# Call of Duty 4 clan!!



## ligaa (Apr 19, 2008)

Hey everyone! Like Call of Duty 4? Then team up with us! The [FA] clan is all furry, and play for fun and for competition. Most of us are on XBox, but we have a couple PS3 and PC players, and are always looking to expand our ranks! We're also looking to get everyone together and host some private matches here soon, so even if you're not interested in joining the clan, tag along and have a good time.
You can check us out here: http://fagaming.proboards45.com/


----------



## Horrorshow (Apr 19, 2008)

Lawl. Clans.

I miss playing Counter-Strike. :[


----------



## CalamityXI (Apr 19, 2008)

ill join, add my gamertag H0MICID4L H4CKR


----------



## Rilvor (Apr 19, 2008)

I'll consider it. At the moment I like my BATS tag more, but I'll consider it.


----------



## Armaetus (Apr 19, 2008)

Another console clan? >..> Where are you PC COD4 players??


----------



## ligaa (Apr 20, 2008)

Hey Horrorshow, you're  not the only one who misses Counter-Strike. 

Unfortunately, I believe we only have one PC player in our ranks, but you're more than welcome to be the second one, mrchris. 

I'll add you to the list of interested people, CalamityXI. Can you tell me what game mode you prefer out of the ones listed here: http://fagaming.proboards45.com/index.cgi?board=clanboard&action=display&thread=15
And please fill this out 
Days available:
Times available:
Time zone:
Connection speed:


----------



## JAK3ST3RB (Apr 20, 2008)

ill join your clan


----------



## Ishnuvalok (Apr 20, 2008)

It depends, is it hardcore only clan? I only play hardcore, normal is just weak. Otherwise I'll consider it.


----------



## Rilvor (Apr 20, 2008)

Ishnuvalok said:
			
		

> It depends, is it hardcore only clan? I only play hardcore, normal is just weak.  I have an OPINION. Otherwise I'll consider it.



Some would say it takes a little more skill to kill people by doing more than just popping 1 bullet into them (Having to actually fight someone, and possibly the tables being turned after you jump them?), or staying alive among opponents using killcams for revenge

Hardcore does have one advantage: You can kill obnoxious teammates blocking the doorway.
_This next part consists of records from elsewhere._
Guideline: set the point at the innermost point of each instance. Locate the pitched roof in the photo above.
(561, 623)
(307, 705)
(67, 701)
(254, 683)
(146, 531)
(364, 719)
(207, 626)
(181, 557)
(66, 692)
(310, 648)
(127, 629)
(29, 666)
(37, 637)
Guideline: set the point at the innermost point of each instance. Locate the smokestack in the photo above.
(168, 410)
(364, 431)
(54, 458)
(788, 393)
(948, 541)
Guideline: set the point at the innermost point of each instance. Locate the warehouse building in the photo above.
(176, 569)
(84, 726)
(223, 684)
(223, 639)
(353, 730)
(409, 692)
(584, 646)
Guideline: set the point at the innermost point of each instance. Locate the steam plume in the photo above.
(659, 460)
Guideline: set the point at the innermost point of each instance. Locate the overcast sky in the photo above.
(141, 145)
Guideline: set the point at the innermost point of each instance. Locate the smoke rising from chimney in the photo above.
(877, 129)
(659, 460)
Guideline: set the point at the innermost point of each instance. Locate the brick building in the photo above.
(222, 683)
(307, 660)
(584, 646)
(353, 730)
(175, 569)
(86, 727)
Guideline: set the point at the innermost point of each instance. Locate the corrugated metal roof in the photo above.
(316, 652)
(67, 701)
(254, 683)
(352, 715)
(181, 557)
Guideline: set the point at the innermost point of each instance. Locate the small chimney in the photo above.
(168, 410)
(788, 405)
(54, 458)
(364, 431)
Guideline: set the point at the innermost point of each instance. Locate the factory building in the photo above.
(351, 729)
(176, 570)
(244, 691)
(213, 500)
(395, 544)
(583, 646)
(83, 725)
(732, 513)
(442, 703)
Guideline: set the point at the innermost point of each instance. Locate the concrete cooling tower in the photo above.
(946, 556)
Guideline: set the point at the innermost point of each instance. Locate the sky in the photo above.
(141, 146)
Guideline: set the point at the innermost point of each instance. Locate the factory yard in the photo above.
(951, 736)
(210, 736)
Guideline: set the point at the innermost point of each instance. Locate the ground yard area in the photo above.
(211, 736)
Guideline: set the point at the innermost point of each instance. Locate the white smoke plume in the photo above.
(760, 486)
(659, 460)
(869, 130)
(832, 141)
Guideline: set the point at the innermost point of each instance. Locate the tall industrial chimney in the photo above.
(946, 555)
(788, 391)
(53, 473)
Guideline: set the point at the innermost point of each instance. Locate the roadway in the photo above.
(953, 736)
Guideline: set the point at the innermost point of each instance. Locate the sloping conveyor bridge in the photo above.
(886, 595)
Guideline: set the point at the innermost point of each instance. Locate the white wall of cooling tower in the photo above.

Also; I think it should be our clan..thing...to simultaniously play this song in the lobby during intermissions:
http://put-this-in-the-wow-forums.ytmnd.com/


----------



## Ishnuvalok (Apr 20, 2008)

Well, I don't like normal mode because of the fact that it takes half of an M4 mag to kill someone >.>
Other than that, I can live with normal mode. All I need to do is replace juggernaught with stopping power, and use the M60E.


----------



## Rhainor (Apr 20, 2008)

Ishnuvalok said:
			
		

> Well, I don't like normal mode because of the fact that it takes half of an M4 mag to kill someone >.>
> Other than that, I can live with normal mode. All I need to do is replace juggernaught with stopping power, and use the M60E.



It's called BODY ARMOR.  Apparently the characters don't have it in Hardcore.  And no, in normal games, it only takes 5 or 6 *hits* to kill someone.  Or you could go for the head.


----------



## JAK3ST3RB (Apr 20, 2008)

Ishnuvalok said:
			
		

> Well, I don't like normal mode because of the fact that it takes half of an M4 mag to kill someone >.>
> Other than that, I can live with normal mode. All I need to do is replace juggernaut with stopping power, and use the M60E.
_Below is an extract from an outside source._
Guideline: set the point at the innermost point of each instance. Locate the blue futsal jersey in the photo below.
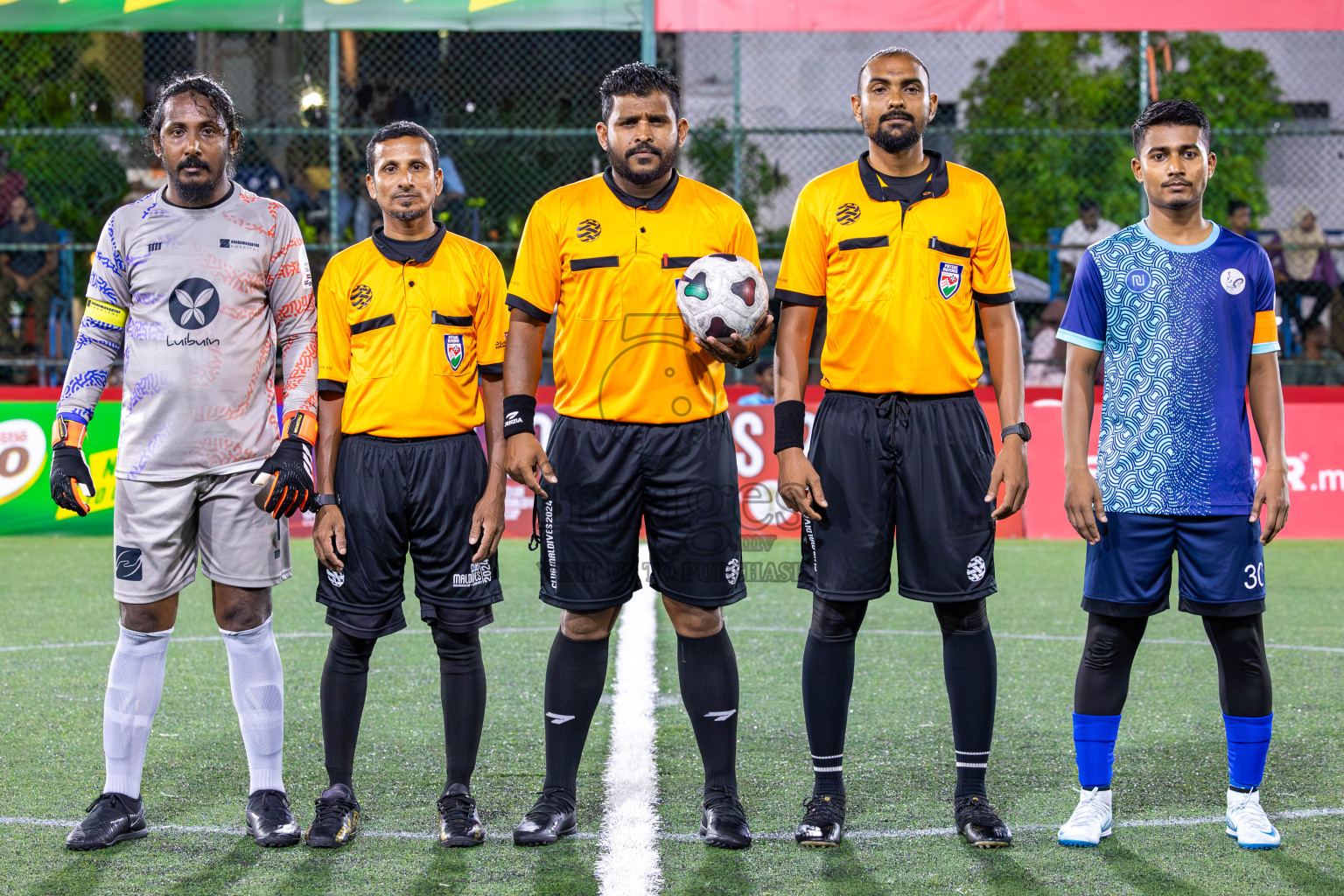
(1176, 326)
i use an M4 Carbine with Bandolier, stopping power and steady aim.
i like to run around and gun people down without aiming down range.
and using juggernaut when i have a mini uzi on the go wont help you.


----------



## Ishnuvalok (Apr 20, 2008)

Well seeing the only map that I don't despise playing is overgrown, I'm probably not going to join the FA clan. But if there was a BF2 clan....thats a differnt story. Oh yeah, is there going to be a new map pack released for cod4 with big maps? I heard some talk going around but I don't have any solid evidence.


----------



## Rilvor (Apr 20, 2008)

M14 (Red dot sight)
Frag 3X
Stopping Power
Martyrdom


LOL BRING IT ON.

M14 with stopping power shoots with the power of a .50 motherfucking calibur sniper rifle.


----------



## TehSean (Apr 20, 2008)

You should probably divide the clan up into Casual and Competitive/Hardcore divisions.


----------



## Horrorshow (Apr 20, 2008)

We should make a juggernaut/last stand/grenade launcher clan.

Everyone loves that!


----------



## Rilvor (Apr 20, 2008)

I agree with the above.


----------



## Horrorshow (Apr 20, 2008)

Oh shit. You realize how horrible that'd be to play against an entire team that does that?
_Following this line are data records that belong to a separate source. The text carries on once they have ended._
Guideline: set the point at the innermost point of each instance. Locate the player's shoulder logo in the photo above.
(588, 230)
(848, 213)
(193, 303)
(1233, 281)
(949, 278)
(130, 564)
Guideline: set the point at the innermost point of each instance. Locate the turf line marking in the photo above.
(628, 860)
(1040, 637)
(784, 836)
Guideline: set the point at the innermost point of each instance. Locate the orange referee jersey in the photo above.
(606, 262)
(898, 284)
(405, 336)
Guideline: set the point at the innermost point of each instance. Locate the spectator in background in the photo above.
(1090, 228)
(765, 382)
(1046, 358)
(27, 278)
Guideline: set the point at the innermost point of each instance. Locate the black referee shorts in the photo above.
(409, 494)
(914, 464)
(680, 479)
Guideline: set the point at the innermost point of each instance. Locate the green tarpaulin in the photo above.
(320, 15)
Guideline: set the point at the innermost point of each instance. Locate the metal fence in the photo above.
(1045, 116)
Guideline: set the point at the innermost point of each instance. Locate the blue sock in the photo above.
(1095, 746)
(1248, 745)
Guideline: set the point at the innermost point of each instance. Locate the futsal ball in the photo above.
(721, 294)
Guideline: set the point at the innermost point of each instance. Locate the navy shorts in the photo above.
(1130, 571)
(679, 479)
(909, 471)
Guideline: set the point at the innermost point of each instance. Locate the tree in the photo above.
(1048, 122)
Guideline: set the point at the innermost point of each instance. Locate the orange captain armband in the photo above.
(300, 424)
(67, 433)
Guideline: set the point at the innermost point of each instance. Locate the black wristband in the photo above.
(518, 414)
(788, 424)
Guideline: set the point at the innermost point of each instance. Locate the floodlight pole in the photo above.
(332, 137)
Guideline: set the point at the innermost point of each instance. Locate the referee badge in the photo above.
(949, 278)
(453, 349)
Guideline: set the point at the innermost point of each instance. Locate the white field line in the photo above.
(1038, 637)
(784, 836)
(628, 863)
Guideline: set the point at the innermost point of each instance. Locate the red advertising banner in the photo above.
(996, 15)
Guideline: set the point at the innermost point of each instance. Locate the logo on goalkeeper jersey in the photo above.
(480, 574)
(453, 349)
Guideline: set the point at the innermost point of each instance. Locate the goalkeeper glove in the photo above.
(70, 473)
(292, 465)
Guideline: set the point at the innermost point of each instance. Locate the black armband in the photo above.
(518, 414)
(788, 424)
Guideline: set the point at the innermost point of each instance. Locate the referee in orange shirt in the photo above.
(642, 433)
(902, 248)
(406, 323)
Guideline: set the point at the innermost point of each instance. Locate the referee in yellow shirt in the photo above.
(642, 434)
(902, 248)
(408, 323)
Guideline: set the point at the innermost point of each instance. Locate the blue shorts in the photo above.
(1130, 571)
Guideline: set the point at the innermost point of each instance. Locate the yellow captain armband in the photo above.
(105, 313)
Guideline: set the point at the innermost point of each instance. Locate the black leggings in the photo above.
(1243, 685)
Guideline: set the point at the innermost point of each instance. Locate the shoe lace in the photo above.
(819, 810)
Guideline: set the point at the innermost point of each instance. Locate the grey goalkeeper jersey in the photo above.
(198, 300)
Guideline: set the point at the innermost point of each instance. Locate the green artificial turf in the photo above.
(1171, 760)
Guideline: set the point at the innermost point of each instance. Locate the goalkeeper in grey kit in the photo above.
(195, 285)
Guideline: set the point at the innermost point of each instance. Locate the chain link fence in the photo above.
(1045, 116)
Many bricks would be shat. D:


----------



## Rilvor (Apr 20, 2008)

Much nerdrage would be had.

Then, at the end of the match, we'd all play Rickrolls, What is Love, UALEUALEUALE, this (http://put-this-in-the-wow-forums.ytmnd.com/ ), or this (http://spartafuntimes.ytmnd.com/ )


----------



## Horrorshow (Apr 20, 2008)

And then everyone can bask in the whining!

Because who doesn't love to hear racist 12-year-olds?
Especially the hardass ones who will come to your house and kill your family.


----------



## Rilvor (Apr 20, 2008)

Indeed, or the ones that "Know somebody that can find where you live and fuck you up", as I heard 2 bickering today.


----------



## JAK3ST3RB (Apr 20, 2008)

Horrorshow said:
			
		

> We should make a juggernaut/last stand/grenade launcher clan.
> 
> Everyone loves that!


i would join that clan just to piss everyone off. but remember call of duty is serious fucking business.


----------



## Horrorshow (Apr 20, 2008)

Rilvor said:
			
		

> Indeed, or the ones that "Know somebody that can find where you live and fuck you up", as I heard 2 bickering today.



Oh no! That's even worse!
Because it could be anyone! D:>

And Jake(sterb?), don't you ever forget how serious Call of Duty is. >:[


----------



## JAK3ST3RB (Apr 20, 2008)

call of duty 4 is [size=large]SERIOUS FUCKING BUSINESS!!!!![/size]


----------



## dmac (Apr 21, 2008)

Ill play with you guys! i do some clanage with 28SL right now, as we are doing MLG ladder and stuff, but i'm down for some COD4-ing with some furries.


----------



## Tudd (Apr 21, 2008)

Running around with P90's anyone? You don't even need to aim the thing to guarentee death!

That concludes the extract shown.